DSNY is celebrating its 30th anniversary of recycling in New York City this year and, according to Bridget Anderson, deputy commissioner, recycling and sustainability for DSNY, it has the leadership and direction needed to continue to expand its recycling and composting efforts.
The second day of the conference focused primarily on energy, exploring topics like technology, waste-to-energy, solar and renewable energy. The speakers discussed some goals set in place by municipalities and the impact that renewable energy could have on the world’s future.
Henk Rogers, founder of the Blue Planet Foundation, spoke about his four missions: ending the use of carbon-based fuel, ending war, making a backup form of life by going to other planets and finding out how the universe ends and doing something about it.
While some of those missions may seem impossible, he is making some headway on ending the use of carbon-based fuel.
“The biggest accomplishment of the Blue Planet Foundation is we got Hawaii to have a mandate of 100 percent renewable energy by 2045, which was not an easy thing,” he said. “… 2045 is the 100th anniversary of the United Nations, so what better outcome for the United Nations than to have solved climate change on their 100th anniversary.”
For other states looking to follow suit and set renewable energy goals of their own, Rogers said to first create and implement a mandate and then have the people in your jurisdiction figure out how to do it. “So many of us are trying to achieve the same thing, but we’re yelling in individual silos.

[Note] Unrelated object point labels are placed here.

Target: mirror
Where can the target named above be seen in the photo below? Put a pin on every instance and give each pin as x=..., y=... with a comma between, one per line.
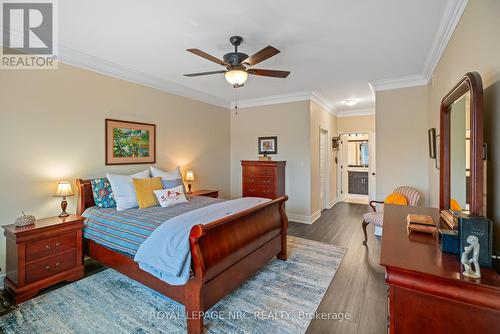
x=460, y=154
x=358, y=153
x=462, y=176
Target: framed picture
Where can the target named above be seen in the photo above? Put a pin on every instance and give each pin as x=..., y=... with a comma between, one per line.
x=268, y=145
x=130, y=143
x=432, y=143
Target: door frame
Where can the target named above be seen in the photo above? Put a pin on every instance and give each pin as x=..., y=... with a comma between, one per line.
x=326, y=200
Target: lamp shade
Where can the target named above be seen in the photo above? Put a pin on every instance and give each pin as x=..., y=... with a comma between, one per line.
x=236, y=77
x=64, y=189
x=189, y=175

It’s time for us to get out of the silos and work together to fight climate change like we did the World War.”
According to Daniel Sandel, founder and CEO of iNeighborhoods, renewable energy and zero waste are all about the people, organizations and resource alignment and getting people out of their silos to make things happen. “Start small and then grow organically to meet your larger goals,” he noted.
In terms of waste-to-energy, Michael Van Brunt of Covanta said there’s still significant room for energy recovery in the U.S., and energy recovery could very well look very different 10 to 20 years from now.
“The facilities brought online today are more efficient, and one thing we’re looking at is how to capture more value from what’s left over from our waste stream,” he said. “Every year, we’re recovering the equivalent of about six Golden Gate Bridges and 3 billion aluminum cans of metal from the ash that goes to our facilities. Metal isn’t the only piece; there’s also nontraditional metal value from ash like smaller pieces of aluminum and ferrous metal that we can’t pull out today. We hope to use technology to go finer and finer and to pull those materials out of the stream.”
Looking forward to the future, he said it’s important to note that there isn’t one solution and that the industry needs to be prepared to go in one direction and learn that direction was wrong.
“We need to be flexible and prepared to meet the challenges of the future while at the same time figuring out how to minimize impacts,” he stated. “I would love to think the waste sector is ruling the world, but we’re not. We, unfortunately, have to take what we get sometimes.”